A BLOOD OF CREATION

Arata Kaivan
Chapter #24

23. KOTA DREYMOOR

Kabut rawa bergerak pelan di atas sungai hitam. Kapal Morvath melaju membelah arus selama dua hari tanpa berhenti. Akar-akar raksasa perlahan mulai menghilang dari tepian sungai. Pepohonan rawa berubah lebih pendek. Rumah-rumah kayu mulai terlihat di sepanjang tepian.

Langit sore menggantung kelabu saat kapal mereka melewati tikungan sungai besar.

Arkan duduk dekat peti barang perlahan mengangkat kepala. Matanya menyipit, ia menatap deretan menara kayu tinggi berdiri di atas kabut sungai. Lentera-lentera rawa menyala di sepanjang dermaga raksasa. Kapal-kapal besar memenuhi tepian sungai.

Suara lonceng berat menggema dari kejauhan. Kabut bergerak pelan di antara tiang-tiang kayu hitam.

“Dreymoor,” gumam Vaelor di depan kapal.

Wesi berdiri dari tempat duduknya lalu menyandarkan siku ke sisi kapal. “Bagus.” Matanya bergerak melihat kota di depan. “Ini baru kota yang benar.”

Nila berdiri di sampingnya. Angin dingin meniup rambut hitamnya.

Dermaga kayu panjang memenuhi tepian sungai. Gudang-gudang besar berdiri rapat di belakang pasar. Menara pengawas hitam berdiri di sisi sungai seperti tombak raksasa.

Kapal pemburu dan kapal dagang memenuhi pelabuhan.

Asap tipis naik dari cerobong rumah. Arkan menoleh ke arah utara. Kabut sungai perlahan terbuka. Danau Lovrane terlihat samar di kejauhan. 

“Kita belum masuk wilayah Lovrane,” ucap Vaelor datar. “Kita masih di wilayah Morvath.”

“Tempat ini tidak terasa seperti Morvath,” gumam Arkan.

“Karena Dreymoor hidup dari orang luar.” Vaelor melepas zirah besinya. 

Arkan menoleh. "Kau melepas zirah?"

"Banyak vessel yang benci dengan kerajaan," jawab Vaelor, lanjut melepas zirah rantainya. 

Kapal perlahan mendekati dermaga utama. Suara para pekerja memenuhi udara. Salah satu tentara melempar tambang, melilitnya ke tiang dermaga. Peti-peti kayu dipindahkan.

Beberapa pemburu berjalan melewati dermaga, tangan mereka menggenggam tombak besar dan kepala monster rawa yang sudah dipotong. Bau ikan, lumpur, asap kayu, dan alkohol bercampur di udara.

Kael berdiri diam di ujung kapal. Matanya menatap sekitar tanpa bicara. Beberapa orang di dermaga melirik sebentar ke arah mereka, lalu berpaling.

Vaelor melompat turun lebih dulu dari kapal. “Kalian menginap semalam di Dreymoor.”

Wesi mengangkat alis. “Kenapa?”

“Kapal menuju Lovrane baru berangkat besok pagi.”

“Bagus.” Wesi turun dari kapal, ia mengangkat kedua tangannya ke atas, meregangkan pinggangnya. “Aku mulai bosan lihat wajah kalian.”

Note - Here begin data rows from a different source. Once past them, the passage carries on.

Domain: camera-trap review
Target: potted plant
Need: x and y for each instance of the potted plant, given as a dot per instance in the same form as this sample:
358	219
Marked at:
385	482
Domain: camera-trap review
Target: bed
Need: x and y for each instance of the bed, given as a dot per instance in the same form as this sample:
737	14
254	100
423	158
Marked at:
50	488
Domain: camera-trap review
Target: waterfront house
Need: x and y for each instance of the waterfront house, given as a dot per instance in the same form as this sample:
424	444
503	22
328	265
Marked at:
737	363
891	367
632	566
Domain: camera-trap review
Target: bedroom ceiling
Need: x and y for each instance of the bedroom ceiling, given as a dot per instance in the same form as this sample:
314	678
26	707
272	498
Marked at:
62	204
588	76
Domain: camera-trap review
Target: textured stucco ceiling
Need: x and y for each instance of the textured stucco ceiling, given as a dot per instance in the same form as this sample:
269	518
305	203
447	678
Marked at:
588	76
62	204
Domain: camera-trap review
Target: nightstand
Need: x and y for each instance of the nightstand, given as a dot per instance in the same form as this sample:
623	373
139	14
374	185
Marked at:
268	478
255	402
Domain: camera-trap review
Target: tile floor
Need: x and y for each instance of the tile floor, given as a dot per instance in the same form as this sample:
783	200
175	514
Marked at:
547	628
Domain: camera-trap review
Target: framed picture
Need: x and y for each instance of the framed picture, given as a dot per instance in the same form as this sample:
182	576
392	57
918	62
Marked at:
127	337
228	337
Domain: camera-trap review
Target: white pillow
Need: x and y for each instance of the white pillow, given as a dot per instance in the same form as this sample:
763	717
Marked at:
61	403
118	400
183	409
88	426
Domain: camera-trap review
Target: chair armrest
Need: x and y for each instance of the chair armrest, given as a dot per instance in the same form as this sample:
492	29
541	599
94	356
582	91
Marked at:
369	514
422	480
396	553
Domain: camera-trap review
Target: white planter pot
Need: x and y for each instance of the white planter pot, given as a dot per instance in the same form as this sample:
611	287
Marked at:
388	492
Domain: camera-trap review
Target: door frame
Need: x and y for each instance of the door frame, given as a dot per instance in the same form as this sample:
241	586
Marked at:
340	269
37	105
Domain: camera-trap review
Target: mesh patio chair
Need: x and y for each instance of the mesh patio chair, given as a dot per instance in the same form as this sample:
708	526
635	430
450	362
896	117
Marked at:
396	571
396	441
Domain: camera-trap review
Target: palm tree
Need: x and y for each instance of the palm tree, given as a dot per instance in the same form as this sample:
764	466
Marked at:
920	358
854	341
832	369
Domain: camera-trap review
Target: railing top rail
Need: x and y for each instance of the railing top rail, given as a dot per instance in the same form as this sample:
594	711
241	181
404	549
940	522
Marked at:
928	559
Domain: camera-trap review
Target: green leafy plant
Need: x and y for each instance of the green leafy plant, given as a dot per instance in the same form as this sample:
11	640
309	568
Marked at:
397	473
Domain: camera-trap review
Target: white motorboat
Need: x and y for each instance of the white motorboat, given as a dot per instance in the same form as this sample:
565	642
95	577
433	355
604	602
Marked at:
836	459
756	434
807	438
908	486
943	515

“Aku justru mulai terbiasa,” balas Nila.

“Itu pertanda buruk.”

Mereka berjalan memasuki kota. Arkan menatap orang-orang di jalan utama Dreymoor. Pemburu resmi Morvath mengenakan mantel rawa hijau gelap berjalan berdampingan dengan pedagang luar. Vessel terlihat di beberapa sudut jalan.

Ia menoleh ke seorang pria besar membawa peti kayu di pundaknya. Peti itu retak perlahan di bawah genggamannya.

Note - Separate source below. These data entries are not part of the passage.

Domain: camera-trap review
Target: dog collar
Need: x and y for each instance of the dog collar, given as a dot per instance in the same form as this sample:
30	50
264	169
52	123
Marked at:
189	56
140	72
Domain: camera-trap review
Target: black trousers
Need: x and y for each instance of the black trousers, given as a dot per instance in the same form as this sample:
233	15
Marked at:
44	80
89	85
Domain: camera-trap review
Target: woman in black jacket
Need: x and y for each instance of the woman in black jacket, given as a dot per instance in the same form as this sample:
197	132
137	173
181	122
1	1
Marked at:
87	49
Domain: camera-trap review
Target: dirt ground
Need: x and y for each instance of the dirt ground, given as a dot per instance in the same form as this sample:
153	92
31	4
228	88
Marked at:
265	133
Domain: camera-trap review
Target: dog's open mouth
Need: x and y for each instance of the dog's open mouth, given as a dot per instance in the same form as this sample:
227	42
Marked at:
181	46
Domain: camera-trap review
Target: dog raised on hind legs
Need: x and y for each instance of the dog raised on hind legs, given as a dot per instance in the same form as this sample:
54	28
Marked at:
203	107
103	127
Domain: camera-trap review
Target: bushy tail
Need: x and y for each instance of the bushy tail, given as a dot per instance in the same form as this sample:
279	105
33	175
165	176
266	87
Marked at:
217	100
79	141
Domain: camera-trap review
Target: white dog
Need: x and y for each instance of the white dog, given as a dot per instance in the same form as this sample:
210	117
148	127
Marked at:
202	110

“Ada banyak vessel di sini,” gumam Arkan.

“Karena turnamen Lovrane dimulai minggu depan,” jawab Vaelor.

Wesi langsung menoleh. “Turnamen?”

“Turnamen Vessel tahunan.”

Mata Wesi membesar. “Dan kenapa kau baru bilang sekarang?”

Vaelor meliriknya datar. “Karena kalian tidak bertanya.”

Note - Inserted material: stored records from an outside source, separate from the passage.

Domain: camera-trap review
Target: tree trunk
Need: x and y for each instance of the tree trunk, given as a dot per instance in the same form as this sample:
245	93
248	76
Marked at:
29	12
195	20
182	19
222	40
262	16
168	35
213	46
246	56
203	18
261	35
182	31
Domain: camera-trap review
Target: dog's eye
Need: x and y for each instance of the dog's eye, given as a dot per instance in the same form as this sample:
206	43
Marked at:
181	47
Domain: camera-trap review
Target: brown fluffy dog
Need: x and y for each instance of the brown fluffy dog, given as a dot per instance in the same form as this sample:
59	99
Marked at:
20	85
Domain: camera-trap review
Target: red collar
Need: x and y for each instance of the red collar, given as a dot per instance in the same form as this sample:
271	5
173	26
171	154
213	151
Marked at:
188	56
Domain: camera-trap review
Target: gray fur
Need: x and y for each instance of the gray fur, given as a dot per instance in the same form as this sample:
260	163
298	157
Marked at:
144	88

Wesi mendecak kecil. “Aku mulai benci cara kalian menjawab.”

Mereka melewati pasar transit Dreymoor. Wesi menyeringai menatap armor dari kulit monster. Ia menoleh ke tombak rawa di toko sebelahnya. 

"Wah sepertinya enak." Wesi menatap pedagang yang mengipas kulit monster di atas panggangan. 

Nila memijat pelipisnya. "Dasar maniak."